Four years removed from the championship Ollie won in 2014, the program had fallen hard and far — two straight losing seasons, UConn’s first such stretch in 30 years. In today’s college basketball climate, that means a coaching change is in order, no argument there. But when you fire a coach on that basis, you pay off his contract. That’s the cost of doing business. UConn might have tried to put Ollie on administrative leave until the NCAA made its ruling or, better yet, negotiated a separation agreement during the two- or -three-day window between the end of that season and the approach to current coach Dan Hurley.
It takes two to tango, maybe Ollie wanted no part of any buyout. However it came down during those crucial days in early March of 2018, any chance for the amicable, dignified separation that would have been better for everyone was lost. Benedict and then-president Susan Herbst either got bad advice about the risks of trying to void a contract in winner-take-all arbitration, or didn’t listen to sound advice.
No sports executive, a college AD or a pro GM, gets it right all the time. Benedict, in six years on the job, has gotten shovels in the ground and buildings built. He has looked slicker than a Vegas card counter in getting UConn out of the American Conference, into the Big East and assembling an interesting schedule for independent FBS football. He did what it took to land Hurley, the hottest commodity on the coaching market, and getting Jim Mora, a far more accomplished football coach than anyone dreamed possible for UConn, has the look of a coup so far. Guiding UConn through the pandemic has taken diligence and common sense and Benedict has done as well as anyone could have expected.
At other times, he’s looked ham-handed. Some problems he inherited. The most recent budgetary problems could be written off in part to the unexpected costs of the pandemic, but in his attempt to reduce the deficit and reliance on the university subsidy, he cut sports, notably women’s rowing, without working correctly through the Title IX ramifications. The resulting lawsuit, settled in December, has compelled UConn to reinstate the program, add scholarships, upgrade facilities and accept an audit of the entire program for Title IX compliance, which is so ironic for a school with such a rich tradition in women’s sports.
As the Ollie case shows, Benedict has tripped most often on the barbed wire of coaching extensions.
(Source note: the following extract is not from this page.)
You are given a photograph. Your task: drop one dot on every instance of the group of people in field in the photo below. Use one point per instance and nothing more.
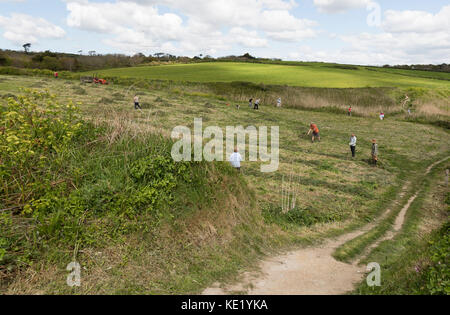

It can be a no-win for ADs; if you don’t extend a coach’s contract it may hamper recruiting, but when you do it puts the school on the hook. Benedict extended Bob Diaco based on one .500 regular season and a loss in a minor bowl game and ended up firing him a year later to the tune of more than $5 million. Then, without much of a search, he gave Randy Edsall a second shot at UConn football, with little on Edsall’s track record to justify it.
In 2016 Ollie was coming off a 25-win season, a second NCAA Tournament appearance and had a top-rated recruiting class coming in. With rumors always swirling about his going to the NBA, it made some sense to lock him up long term at more than $3 million per year.
But unlike Power 5 schools, UConn doesn’t have the unlimited funds to pay off coaches, so it can’t apply the same standards for extending contracts. Sometimes, the AD just has to say no, or at least wait and see, no matter who the coach is. Edsall, despite a 6-30 record, also got an extension in 2020 and coached all of two more games, retiring with his full $1.2 million salary for 2021. So far, there has been no reason to regret locking up Hurley through 2027, with the men’s program returning to the tournament last year and 12-4 this season, but as we saw with Ollie, things can change in a hurry.
The good news is that the Ollie-UConn war can finally end. UConn, reviewing its options, could try to “vacate” the settlement in court, but experts say that’s a long shot, and the university would have to pay interest on that $11 million if it doesn’t win.
So what comes next should be the healing. Two years from now, UConn will be celebrating the 10th anniversary of the 2014 national championship. On that day, Kevin Ollie should walk back onto the court at Gampel Pavilion, joining Shabazz Napier and company, and be inducted into the Huskies of Honor, laying to rest the war that should never have been fought.